Pourtant l’USM existe depuis 1974, et le SM depuis 1968. Une fois de plus, cette affaire va servir à défendre une conception abstraite et surannée de l’impartialité du juge, que sous-tend le code de déontologie des magistrats publié en 2010 par le CSM (Conseil supérieur de la magistrature) : le juge doit être transparent, sans sexe, sans opinion et sans engagement.

Ce juge idéal, non syndiqué, citoyen de seconde zone, ne doit même pas signer de pétition pour que la justice lutte contre la corruption. Mais les mêmes l’accuseront d’être enfermé dans une tour d’ivoire.

Cette conception de la neutralité du juge est très différente de la nécessaire impartialité qu’ont toujours défendue le SM et l’USM, et qu’affirme l’article 6-1 de la Convention européenne des droits de l’homme : s’il n’est pas interdit au juge d’avoir des opinions et de les manifester comme citoyen, il lui est défendu d’être au service de l’une des parties, ou d’avoir déjà eu à connaître de l’affaire en cours.

Les récusations de magistrats membres du SM qui pourraient intervenir après cette déplorable affaire du "mur des cons" ont donc peu de chances d’aboutir, car la Cour de cassation a toujours refusé de dessaisir un juge pour cause d’appartenance syndicale, estimant qu’un magistrat syndiqué n’était pas pour autant partial. Une amende civile peut même être prononcée en cas de demande abusive de récusation.
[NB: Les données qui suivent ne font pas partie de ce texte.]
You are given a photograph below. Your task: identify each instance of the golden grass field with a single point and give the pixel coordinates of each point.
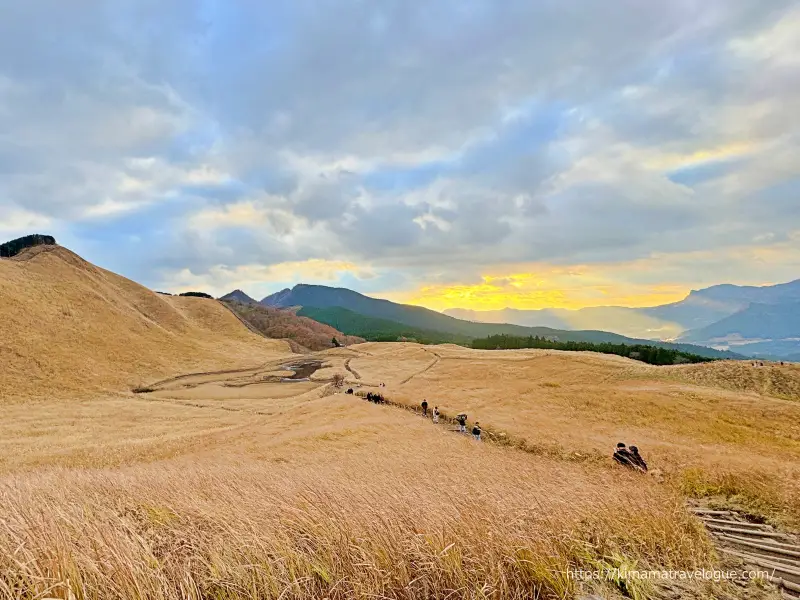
(230, 485)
Pire encore que des procédures en suspicion légitime ou en récusation contre des magistrats du SM est la saisine du CSM pour avis par Christiane Taubira, garde des sceaux. Le CSM est compétent pour les questions relatives à la déontologie des magistrats ainsi que sur toute question relative au fonctionnement de la justice dont le saisit le ministre de la justice.

Le "mur des cons" ne concerne pas le fonctionnement de la justice, mais celui d’un syndicat ; il ne concerne pas la déontologie de magistrats, mais la liberté d’expression de syndicalistes, par ailleurs magistrats. Si le CSM se déclare compétent, c’est un précédent extrêmement grave pour le syndicalisme judiciaire ; car le pire serait que la liberté d’expression syndicale, que nous avions réussi à imposer, soit avalée toute crue par le devoir de réserve des magistrats. Quarante ans d’acquis du syndicalisme judiciaire seraient ainsi effacés.

En voulant faire du CSM le gendarme du fait syndical dans la magistrature, Christiane Taubira ressemble à son insu au personnage du film L’Exercice de l’Etat, Bertrand Saint-Jean, ministre aux convictions sincères, qui finit par céder à la raison d’Etat.